/14 Portraits

Tema Stauffer


Paterson (2009 – 2013) is a documentary series of street portraits depicting residents of Paterson, New Jersey during the years following the economic crisis in 2008. Paterson is a historic city near the Great Falls of the Passaic River, once prosperous from its mills and silk manufacturing industry. Founded in 1791 by Alexander Hamilton and others, it was envisioned as the nation’s first planned industrial city. Paterson offered jobs and opportunity to an immigrant labor force in the 19th and early 20th centuries and was a stop on the Underground Railroad. The city is the setting of novels by John Updike and Junot Diaz, and has inspired poetry by William Carlos Williams and Allen Ginsberg, as well as architectural photography by George Tice. Paterson, the third largest city in New Jersey, began to decline economically during the 1960s and 70s, and has continued to face high rates of unemployment since the recession. Downtown Paterson is lined with dollar stores, barbershops, beauty salons, bakeries, bars, churches, temples, and clinics for addicts in recovery. While its downtown streets are bustling, these streets are also a place of visible struggle and desperation.

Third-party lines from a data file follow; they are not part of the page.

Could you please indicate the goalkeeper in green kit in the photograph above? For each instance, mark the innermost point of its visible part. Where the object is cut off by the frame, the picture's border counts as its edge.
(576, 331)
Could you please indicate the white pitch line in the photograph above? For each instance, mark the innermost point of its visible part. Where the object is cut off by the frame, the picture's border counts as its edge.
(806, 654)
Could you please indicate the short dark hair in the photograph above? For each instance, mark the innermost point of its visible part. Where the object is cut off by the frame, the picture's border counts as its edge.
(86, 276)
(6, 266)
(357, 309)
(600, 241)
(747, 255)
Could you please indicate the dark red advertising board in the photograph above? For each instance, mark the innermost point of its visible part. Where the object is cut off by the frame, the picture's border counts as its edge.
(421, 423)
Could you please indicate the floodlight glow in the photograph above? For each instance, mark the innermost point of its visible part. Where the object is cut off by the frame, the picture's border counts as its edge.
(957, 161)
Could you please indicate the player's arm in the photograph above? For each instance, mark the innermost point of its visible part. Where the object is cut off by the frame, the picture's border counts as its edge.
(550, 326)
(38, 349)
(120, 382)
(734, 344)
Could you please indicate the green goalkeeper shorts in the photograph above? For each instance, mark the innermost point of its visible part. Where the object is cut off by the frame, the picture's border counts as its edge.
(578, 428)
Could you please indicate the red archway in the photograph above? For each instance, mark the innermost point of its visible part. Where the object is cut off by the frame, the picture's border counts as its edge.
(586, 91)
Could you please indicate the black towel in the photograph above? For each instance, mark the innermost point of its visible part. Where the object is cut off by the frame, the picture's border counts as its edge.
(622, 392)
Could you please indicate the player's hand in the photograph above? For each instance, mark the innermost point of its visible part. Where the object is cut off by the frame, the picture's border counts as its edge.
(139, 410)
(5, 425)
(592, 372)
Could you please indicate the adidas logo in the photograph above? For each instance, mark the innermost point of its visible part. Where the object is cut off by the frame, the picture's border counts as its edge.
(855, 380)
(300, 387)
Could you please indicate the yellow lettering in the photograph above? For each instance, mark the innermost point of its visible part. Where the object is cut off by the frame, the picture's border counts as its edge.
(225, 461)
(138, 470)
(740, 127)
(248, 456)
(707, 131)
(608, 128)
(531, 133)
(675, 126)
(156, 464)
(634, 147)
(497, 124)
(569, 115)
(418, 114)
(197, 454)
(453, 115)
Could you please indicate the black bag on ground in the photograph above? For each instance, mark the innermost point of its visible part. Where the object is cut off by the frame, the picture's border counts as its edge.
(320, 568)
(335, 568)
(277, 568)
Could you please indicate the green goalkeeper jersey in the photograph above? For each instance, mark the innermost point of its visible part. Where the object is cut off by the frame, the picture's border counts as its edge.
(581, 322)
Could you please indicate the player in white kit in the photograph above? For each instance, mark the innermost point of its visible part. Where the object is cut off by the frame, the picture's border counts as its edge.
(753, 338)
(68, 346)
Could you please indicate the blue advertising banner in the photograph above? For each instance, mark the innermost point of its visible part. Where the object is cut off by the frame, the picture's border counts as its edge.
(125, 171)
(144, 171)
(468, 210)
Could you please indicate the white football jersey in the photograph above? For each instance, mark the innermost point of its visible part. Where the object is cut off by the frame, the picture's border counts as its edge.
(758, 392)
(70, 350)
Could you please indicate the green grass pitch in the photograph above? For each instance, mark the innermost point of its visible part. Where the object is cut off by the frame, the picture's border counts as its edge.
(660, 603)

The portraits focus on the self-expression of working-class and economically marginalized Americans of the diverse racial and ethnic groups comprising Paterson’s population. Shot in natural light on the streets with a medium-format camera, each image explores the psychology of an individual who reveals him or herself willingly to the camera’s gaze. The minimal backgrounds suggest the urban environments these subjects occupy; however, these straightforward, realist, and classically composed photographs concentrate on faces and the depth of human experience that is spoken through them. These portraits of the residents of Paterson contribute to a contemporary dialogue about the current economic reality and the experiences of Americans who exist on our ever-widening margins.